Michael’s retrospectives are always interesting – lots of good stuff in this one. In this one, he details the pain of building a production system on top of Debian (rPI). He started using Ansible to install everything, but that proved to not be a good fit. Ansible is great for small scale server deployments (I use it). But once you get to the production line, it is too slow. They are now in the process of switching to Debian packages, but it appears this is not simple either.
With Embedded Linux, there are many ways to do things. But one pattern I see over and over again is people not using Yocto, because it is too hard. I agree, it is hard – when things don’t work it can be nearly impossible. However, the alternatives don’t look all that attractive either. At least with Yocto, it was built from the ground up with goal of building custom Embedded Linux images. And when you are shipping products based on Embedded Linux, that is exactly what you are doing – there are no shortcuts. You can pay now, or pay later – take your choice. If you want to scale, you have to do the hard work of build/deployment systems that scale. Yocto has excellent tooling for building custom kernels and your custom applications. The Yoe distribution adds sane defaults, a simple but robust update mechanism, etc. Once you get a Yocto build set up, you can easily build production images for years with a single command. Yocto is high in initial development costs, but ongoing production costs are much lower.

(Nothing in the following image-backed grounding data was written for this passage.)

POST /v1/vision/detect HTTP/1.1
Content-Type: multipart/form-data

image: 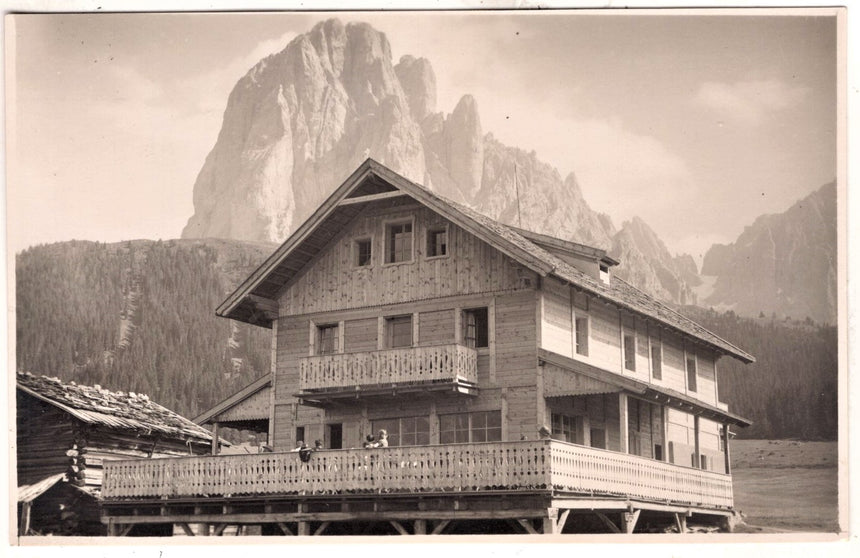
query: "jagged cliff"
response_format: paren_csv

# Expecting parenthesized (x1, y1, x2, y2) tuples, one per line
(701, 181, 837, 324)
(182, 18, 699, 305)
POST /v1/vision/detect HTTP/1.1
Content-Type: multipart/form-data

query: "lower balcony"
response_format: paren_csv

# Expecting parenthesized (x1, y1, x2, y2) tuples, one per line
(102, 440, 733, 509)
(297, 343, 478, 402)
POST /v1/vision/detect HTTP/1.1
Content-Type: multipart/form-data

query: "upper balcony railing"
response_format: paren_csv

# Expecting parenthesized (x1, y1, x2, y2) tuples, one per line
(101, 440, 733, 509)
(298, 343, 477, 393)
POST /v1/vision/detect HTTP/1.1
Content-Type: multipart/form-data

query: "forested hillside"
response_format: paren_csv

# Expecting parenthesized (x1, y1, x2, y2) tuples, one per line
(15, 239, 838, 440)
(15, 239, 275, 419)
(684, 307, 837, 440)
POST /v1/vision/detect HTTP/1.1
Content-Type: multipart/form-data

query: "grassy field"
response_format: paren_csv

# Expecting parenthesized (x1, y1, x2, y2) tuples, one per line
(730, 439, 839, 533)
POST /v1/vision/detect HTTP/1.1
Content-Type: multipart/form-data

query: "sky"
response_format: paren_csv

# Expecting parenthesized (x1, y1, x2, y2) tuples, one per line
(6, 9, 839, 264)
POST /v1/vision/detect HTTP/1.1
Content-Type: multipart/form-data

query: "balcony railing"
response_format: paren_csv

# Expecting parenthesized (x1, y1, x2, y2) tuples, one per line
(101, 440, 733, 509)
(299, 343, 477, 393)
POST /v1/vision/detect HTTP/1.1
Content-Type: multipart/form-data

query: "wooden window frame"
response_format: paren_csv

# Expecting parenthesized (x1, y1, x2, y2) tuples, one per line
(650, 341, 663, 380)
(686, 354, 698, 393)
(383, 217, 415, 265)
(425, 224, 450, 260)
(623, 332, 636, 372)
(463, 307, 489, 349)
(574, 314, 590, 357)
(371, 416, 431, 447)
(385, 314, 413, 348)
(439, 410, 502, 444)
(353, 237, 373, 268)
(316, 323, 340, 355)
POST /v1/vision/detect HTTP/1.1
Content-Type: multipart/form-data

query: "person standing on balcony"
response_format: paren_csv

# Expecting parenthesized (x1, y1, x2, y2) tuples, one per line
(375, 430, 389, 448)
(539, 426, 552, 440)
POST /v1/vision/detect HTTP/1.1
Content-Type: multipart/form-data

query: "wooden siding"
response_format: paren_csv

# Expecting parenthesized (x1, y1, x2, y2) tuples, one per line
(541, 278, 572, 358)
(17, 393, 75, 486)
(418, 309, 455, 345)
(540, 285, 726, 410)
(279, 206, 534, 315)
(344, 317, 378, 352)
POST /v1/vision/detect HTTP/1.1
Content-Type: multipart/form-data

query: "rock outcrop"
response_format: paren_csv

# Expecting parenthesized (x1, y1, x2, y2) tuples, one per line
(182, 17, 710, 306)
(701, 181, 837, 324)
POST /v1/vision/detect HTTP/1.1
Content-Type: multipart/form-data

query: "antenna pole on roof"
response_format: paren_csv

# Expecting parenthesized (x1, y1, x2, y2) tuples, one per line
(514, 161, 523, 228)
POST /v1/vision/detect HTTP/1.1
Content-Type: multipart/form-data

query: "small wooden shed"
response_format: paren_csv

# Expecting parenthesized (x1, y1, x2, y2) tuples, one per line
(16, 372, 214, 536)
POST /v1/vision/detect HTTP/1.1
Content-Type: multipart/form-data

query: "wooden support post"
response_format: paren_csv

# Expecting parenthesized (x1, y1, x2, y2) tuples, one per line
(19, 502, 31, 536)
(623, 510, 641, 534)
(314, 522, 330, 536)
(277, 522, 295, 536)
(515, 519, 538, 535)
(213, 524, 227, 536)
(197, 523, 211, 536)
(390, 521, 410, 535)
(674, 513, 687, 534)
(179, 523, 195, 537)
(211, 422, 220, 455)
(556, 509, 570, 534)
(431, 520, 450, 535)
(723, 424, 732, 474)
(693, 415, 701, 468)
(596, 512, 621, 533)
(542, 508, 559, 535)
(413, 519, 427, 535)
(297, 521, 310, 536)
(619, 393, 629, 454)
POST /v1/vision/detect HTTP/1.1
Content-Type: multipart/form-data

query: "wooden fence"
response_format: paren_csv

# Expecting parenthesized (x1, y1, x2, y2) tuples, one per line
(102, 440, 733, 508)
(299, 343, 477, 391)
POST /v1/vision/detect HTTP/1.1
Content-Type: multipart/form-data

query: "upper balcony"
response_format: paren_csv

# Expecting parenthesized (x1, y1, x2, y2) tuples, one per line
(297, 343, 478, 403)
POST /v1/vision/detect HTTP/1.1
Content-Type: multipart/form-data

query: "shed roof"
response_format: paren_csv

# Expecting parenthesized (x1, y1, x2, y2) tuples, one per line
(218, 159, 754, 364)
(17, 372, 213, 443)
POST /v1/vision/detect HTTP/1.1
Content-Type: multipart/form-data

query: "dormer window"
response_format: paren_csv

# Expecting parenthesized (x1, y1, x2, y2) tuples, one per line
(599, 263, 610, 284)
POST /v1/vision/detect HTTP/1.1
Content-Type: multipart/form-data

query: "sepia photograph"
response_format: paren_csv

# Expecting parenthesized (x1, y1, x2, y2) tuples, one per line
(3, 1, 850, 552)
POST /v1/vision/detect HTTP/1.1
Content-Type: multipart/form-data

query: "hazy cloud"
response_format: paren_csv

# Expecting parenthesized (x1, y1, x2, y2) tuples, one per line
(694, 79, 809, 125)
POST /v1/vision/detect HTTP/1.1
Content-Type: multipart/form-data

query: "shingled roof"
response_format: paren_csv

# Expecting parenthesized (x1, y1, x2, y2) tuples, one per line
(17, 372, 213, 443)
(219, 158, 754, 364)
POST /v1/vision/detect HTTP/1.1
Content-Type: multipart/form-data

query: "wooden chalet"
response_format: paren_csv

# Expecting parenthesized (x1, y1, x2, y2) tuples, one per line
(101, 159, 755, 536)
(16, 372, 214, 536)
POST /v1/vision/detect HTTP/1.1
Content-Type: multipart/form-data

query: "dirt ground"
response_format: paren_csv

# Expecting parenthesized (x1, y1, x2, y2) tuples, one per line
(730, 439, 840, 532)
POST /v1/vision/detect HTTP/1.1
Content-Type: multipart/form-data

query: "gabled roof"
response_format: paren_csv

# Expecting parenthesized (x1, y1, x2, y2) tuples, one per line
(17, 372, 213, 443)
(17, 473, 67, 503)
(194, 373, 271, 426)
(218, 159, 754, 364)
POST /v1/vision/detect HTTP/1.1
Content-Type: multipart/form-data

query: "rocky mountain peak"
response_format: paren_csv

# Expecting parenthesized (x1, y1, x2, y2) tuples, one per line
(394, 55, 437, 121)
(182, 18, 714, 307)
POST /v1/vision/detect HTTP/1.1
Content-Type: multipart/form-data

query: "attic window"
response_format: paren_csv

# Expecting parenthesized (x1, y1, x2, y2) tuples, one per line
(385, 221, 413, 264)
(354, 238, 372, 267)
(427, 227, 448, 258)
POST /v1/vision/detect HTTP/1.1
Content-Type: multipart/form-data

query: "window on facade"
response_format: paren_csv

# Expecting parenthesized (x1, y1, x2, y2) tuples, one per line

One similarity I’ve noticed with both Ansible and Yocto (both written in Python) – when things are not working, the error messages are in the form of a long, hard to decipher Python stacktrace – on the scale of some heavily templatized C++ code that won’t compile. This probably indicates Python is probably not the best language to implement tooling like this. It may have been the best option at the time, but there are likely better ways to do things now.